[Ifeffit] Re Iffeffit LCF
Niken Wijaya
niken.wijaya at monash.edu
Wed Feb 8 19:03:03 CST 2012
Dear Prof Fred,
Thank you for your reply. I collected the data in fluorescence mode.
We have indeed anticipated the self-absorption effect and analysed the
same standards mixtures that were diluted so that the S content is less
than 10%.
The spectrum of disulphide, however, showed different features as those
found in undiluted one (disulphide-10 vs disulphide), as you can see in
the ATHENA file I attached here (the diluted samples were labelled with
-10 after their name) which eventually alters the samples' spectra.
I have also done the LCF on these diluted samples and the fitting
results are not as what it should be:
S2: ~20% disulphide and 80% thiophene. LCF reported 1.6% disulphide and
98.4% thiophene.
S3: ~60% disulphide and 40% thiophene. LCH reported 11.2% disulphide and
88.8% thiophene.
S4: ~80% disulphide and 20% thiophene. LCH reported 82.4% disulphide and
17.6% thiophene. (This surprisingly gave a better fitting than the
undiluted one, as I mentioned in the previous mail).

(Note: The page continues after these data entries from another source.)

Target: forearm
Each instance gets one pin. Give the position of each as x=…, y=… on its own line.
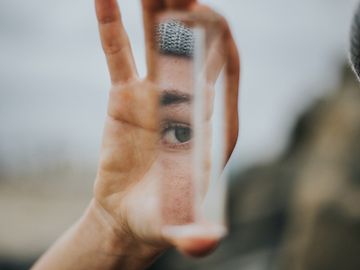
x=92, y=243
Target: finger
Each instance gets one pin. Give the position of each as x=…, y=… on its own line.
x=232, y=77
x=151, y=9
x=179, y=4
x=195, y=240
x=223, y=51
x=115, y=42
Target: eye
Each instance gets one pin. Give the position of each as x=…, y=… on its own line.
x=176, y=135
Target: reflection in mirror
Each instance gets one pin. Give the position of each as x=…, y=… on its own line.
x=186, y=155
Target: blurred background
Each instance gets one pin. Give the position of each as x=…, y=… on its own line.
x=295, y=187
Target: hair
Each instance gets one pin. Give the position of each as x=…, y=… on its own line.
x=175, y=38
x=355, y=43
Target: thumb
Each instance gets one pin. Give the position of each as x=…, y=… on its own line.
x=195, y=240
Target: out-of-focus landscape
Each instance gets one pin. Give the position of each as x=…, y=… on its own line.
x=294, y=192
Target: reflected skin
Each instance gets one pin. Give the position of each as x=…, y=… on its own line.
x=120, y=229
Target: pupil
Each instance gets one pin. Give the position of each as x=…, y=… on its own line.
x=183, y=134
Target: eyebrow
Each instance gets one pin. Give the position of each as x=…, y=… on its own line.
x=174, y=97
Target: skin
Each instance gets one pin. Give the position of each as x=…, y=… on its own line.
x=123, y=226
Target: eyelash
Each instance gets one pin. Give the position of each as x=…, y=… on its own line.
x=168, y=126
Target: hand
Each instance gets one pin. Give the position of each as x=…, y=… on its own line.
x=126, y=188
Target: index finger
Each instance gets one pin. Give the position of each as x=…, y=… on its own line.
x=115, y=41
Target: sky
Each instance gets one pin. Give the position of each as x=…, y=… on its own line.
x=54, y=82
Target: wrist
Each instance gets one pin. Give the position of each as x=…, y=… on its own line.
x=115, y=242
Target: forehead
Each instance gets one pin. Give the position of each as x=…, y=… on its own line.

I noticed that the intensity of samples S2-10 and S3-10 is higher than
both of the standard spectra (thiophene-10 and disulphide-10) which I
presumed to be the main cause for the incorrect fitting results obtained
for these samples. Do you have any suggestions on how to tackle this issue?
You most probably right that the samples are not well-mixed (the
thiophene we analyzed is dibenzothiophene and it is in powder form).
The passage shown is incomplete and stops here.